[PATCH] nvme-multipath: implement active-active round-robin path selector

From: Baegjae Sung
Date: Tue Mar 27 2018 - 00:39:15 EST


Some storage environments (e.g., dual-port NVMe SSD) provide higher
performance when using multiple paths simultaneously. Choosing a
path from multiple paths in a round-robin fashion is a simple and
efficient way to meet these requirements.

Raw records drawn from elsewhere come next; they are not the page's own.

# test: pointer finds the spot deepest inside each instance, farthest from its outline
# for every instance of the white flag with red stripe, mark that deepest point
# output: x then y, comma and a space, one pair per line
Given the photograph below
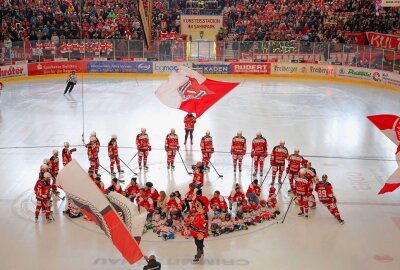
390, 126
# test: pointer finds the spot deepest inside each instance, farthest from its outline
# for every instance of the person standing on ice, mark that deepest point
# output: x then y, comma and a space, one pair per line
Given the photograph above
327, 198
278, 157
189, 121
113, 155
199, 226
143, 147
207, 149
238, 150
259, 152
171, 147
71, 82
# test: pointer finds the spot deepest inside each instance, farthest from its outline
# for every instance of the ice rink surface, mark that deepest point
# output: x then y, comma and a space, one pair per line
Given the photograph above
326, 120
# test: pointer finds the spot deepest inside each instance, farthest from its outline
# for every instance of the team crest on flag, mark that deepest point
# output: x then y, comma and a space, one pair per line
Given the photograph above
390, 126
190, 91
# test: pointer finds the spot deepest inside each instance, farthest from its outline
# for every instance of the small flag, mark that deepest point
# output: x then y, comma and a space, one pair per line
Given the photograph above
190, 91
390, 126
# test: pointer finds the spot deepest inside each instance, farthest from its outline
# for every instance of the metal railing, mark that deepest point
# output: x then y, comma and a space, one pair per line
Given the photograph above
202, 50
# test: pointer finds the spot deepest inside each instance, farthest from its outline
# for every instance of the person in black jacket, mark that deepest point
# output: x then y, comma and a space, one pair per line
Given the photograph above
152, 264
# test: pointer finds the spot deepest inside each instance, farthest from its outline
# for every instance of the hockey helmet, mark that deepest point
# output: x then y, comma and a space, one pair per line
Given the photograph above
149, 184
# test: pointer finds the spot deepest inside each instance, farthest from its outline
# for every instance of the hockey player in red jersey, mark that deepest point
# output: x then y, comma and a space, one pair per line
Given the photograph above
93, 154
327, 198
278, 157
189, 121
295, 161
207, 149
42, 192
259, 152
113, 155
302, 187
238, 150
143, 147
198, 174
115, 186
171, 147
67, 153
54, 168
253, 192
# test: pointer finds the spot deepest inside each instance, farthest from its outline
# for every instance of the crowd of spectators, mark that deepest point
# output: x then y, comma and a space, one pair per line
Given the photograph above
247, 20
307, 20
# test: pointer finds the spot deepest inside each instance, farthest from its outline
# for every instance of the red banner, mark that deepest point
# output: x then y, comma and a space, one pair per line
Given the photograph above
384, 41
251, 68
355, 37
56, 67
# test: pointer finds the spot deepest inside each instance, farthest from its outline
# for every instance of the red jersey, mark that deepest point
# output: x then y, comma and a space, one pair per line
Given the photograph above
218, 202
295, 163
112, 149
67, 155
259, 146
152, 193
132, 190
189, 121
198, 178
302, 186
171, 142
148, 205
238, 145
325, 191
199, 225
206, 144
256, 189
142, 142
279, 155
237, 196
190, 195
54, 165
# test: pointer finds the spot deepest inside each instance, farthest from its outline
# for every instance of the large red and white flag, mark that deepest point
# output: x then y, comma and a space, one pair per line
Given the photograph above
85, 194
190, 91
390, 126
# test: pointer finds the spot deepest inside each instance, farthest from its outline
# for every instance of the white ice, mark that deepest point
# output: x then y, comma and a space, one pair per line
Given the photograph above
326, 120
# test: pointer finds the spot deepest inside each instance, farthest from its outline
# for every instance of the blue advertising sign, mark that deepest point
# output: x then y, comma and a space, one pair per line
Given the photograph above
120, 67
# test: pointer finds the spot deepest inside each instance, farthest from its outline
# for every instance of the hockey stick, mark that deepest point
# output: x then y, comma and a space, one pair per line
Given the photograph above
127, 166
287, 210
132, 158
105, 169
184, 165
265, 177
220, 175
280, 185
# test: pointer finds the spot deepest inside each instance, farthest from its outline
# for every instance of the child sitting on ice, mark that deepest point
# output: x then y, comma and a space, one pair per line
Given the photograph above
239, 222
188, 220
227, 224
167, 231
215, 225
265, 211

We implement the active-active round-robin path selector that
chooses the path that is NVME_CTRL_LIVE and next to the previous
path. By maintaining the structure of the active-standby path
selector, we can easily switch between the active-standby path
selector and the active-active round-robin path selector.

Example usage)
# cat /sys/block/nvme0n1/mpath_policy
[active-standby] round-robin
# echo round-robin > /sys/block/nvme0n1/mpath_policy
# cat /sys/block/nvme0n1/mpath_policy
active-standby [round-robin]

Below are the results from a physical dual-port NVMe SSD using fio.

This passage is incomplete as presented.